How I refine iridium from ore. Any suggestions . I lost iridium many times my process is failed plz guide me


----------



## jimdoc (Dec 8, 2018)

How do you know there is iridium in your ore? 
What are you successfully recovering from your ore?


----------



## imrani (Dec 8, 2018)

I m a mine owner in gilgit buldistan valley Pakistan . I have tested it in laboratory . Test report is 3%au±27%iridium+20%osmium +0.8%pd.
I tried many time to refine it but failed plz help me I have 11700kgs in my available stock I want to refine these metals


----------



## FrugalRefiner (Dec 8, 2018)

Those are astounding numbers! Was the test by XRF, or some other method?

Dave


----------



## imrani (Dec 8, 2018)

Here is the attachment of my report


----------



## FrugalRefiner (Dec 8, 2018)

That doesn't answer my question of how the test was performed. Was it XRF or some other type of test?
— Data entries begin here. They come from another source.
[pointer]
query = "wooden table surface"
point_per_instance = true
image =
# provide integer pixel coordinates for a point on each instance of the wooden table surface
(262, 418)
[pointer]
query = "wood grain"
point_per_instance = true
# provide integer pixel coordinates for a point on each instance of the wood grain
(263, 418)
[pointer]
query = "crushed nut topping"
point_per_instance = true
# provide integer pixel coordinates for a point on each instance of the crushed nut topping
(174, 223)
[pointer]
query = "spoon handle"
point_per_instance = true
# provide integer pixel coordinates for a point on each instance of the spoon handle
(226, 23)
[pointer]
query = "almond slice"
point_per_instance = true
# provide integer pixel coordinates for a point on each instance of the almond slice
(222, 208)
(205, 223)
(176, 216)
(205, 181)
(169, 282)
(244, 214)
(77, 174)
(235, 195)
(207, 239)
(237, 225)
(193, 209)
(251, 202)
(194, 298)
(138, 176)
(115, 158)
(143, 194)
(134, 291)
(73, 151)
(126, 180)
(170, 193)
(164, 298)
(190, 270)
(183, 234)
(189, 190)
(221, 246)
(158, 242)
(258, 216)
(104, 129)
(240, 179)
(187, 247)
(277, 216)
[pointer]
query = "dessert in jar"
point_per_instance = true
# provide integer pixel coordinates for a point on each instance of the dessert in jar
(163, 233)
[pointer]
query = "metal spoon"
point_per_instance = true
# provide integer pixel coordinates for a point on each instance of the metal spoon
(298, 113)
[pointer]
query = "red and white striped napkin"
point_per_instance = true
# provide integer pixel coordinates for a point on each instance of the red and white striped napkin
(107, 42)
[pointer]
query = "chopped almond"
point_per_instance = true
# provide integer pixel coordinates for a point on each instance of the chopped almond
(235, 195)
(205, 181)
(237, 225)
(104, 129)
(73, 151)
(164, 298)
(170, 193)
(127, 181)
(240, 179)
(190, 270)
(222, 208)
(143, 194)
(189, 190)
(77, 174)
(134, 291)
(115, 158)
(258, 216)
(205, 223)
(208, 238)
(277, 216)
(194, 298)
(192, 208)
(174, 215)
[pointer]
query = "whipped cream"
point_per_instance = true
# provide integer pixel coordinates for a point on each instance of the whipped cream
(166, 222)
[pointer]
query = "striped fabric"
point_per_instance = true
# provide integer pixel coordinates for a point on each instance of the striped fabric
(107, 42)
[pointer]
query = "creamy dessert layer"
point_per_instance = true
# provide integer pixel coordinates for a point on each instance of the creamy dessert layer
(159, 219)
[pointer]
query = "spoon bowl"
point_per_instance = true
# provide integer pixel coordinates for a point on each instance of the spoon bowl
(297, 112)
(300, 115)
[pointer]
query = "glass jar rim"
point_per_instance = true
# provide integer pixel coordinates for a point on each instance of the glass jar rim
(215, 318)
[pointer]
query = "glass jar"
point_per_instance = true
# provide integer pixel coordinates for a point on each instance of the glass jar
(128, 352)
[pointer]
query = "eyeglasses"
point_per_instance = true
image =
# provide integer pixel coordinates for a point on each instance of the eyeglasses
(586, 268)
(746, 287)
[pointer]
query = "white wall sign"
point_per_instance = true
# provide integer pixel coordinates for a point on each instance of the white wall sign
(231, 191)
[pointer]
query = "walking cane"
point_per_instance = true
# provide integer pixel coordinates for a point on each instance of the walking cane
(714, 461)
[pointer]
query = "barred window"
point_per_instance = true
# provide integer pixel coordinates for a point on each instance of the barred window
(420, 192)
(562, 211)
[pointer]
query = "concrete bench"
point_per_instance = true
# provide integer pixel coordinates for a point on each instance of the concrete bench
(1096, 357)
I also don't see anything in the report about the osmium and palladium you mentioned.

Dave


----------



## imrani (Dec 8, 2018)

This is a laboratory test not xrf . It's chemical laboratory test in this time I don't know about test name I will tell tomorrow and I also have xrf reports I m sharing you


----------



## imrani (Dec 8, 2018)

Here is xrf report


----------



## imrani (Dec 8, 2018)

We have only iridium finding test in Pakistan not osmium in chemical laboratory.


----------



## snoman701 (Dec 8, 2018)

imrani said:


> I m a mine owner in gilgit buldistan valley Pakistan . I have tested it in laboratory . Test report is 3%au±27%iridium+20%osmium +0.8%pd.
> I tried many time to refine it but failed plz help me I have 11700kgs in my available stock I want to refine these metals



You have 11700 kgs of a product that is 47% osmiridium?






Sent from my iPhone using Tapatalk


----------



## imrani (Dec 9, 2018)

Yes brother we have different types of xrf reports but chemical laboratory report we have 27% iridium


----------



## anachronism (Dec 9, 2018)

Osmium? Ouch - be careful it's the quickest way to go blind. Look up Osmium Tetroxide.


----------



## imrani (Dec 9, 2018)

Sir my answer is how I recover iridium from ore osmium is not necessary for me


----------



## snoman701 (Dec 9, 2018)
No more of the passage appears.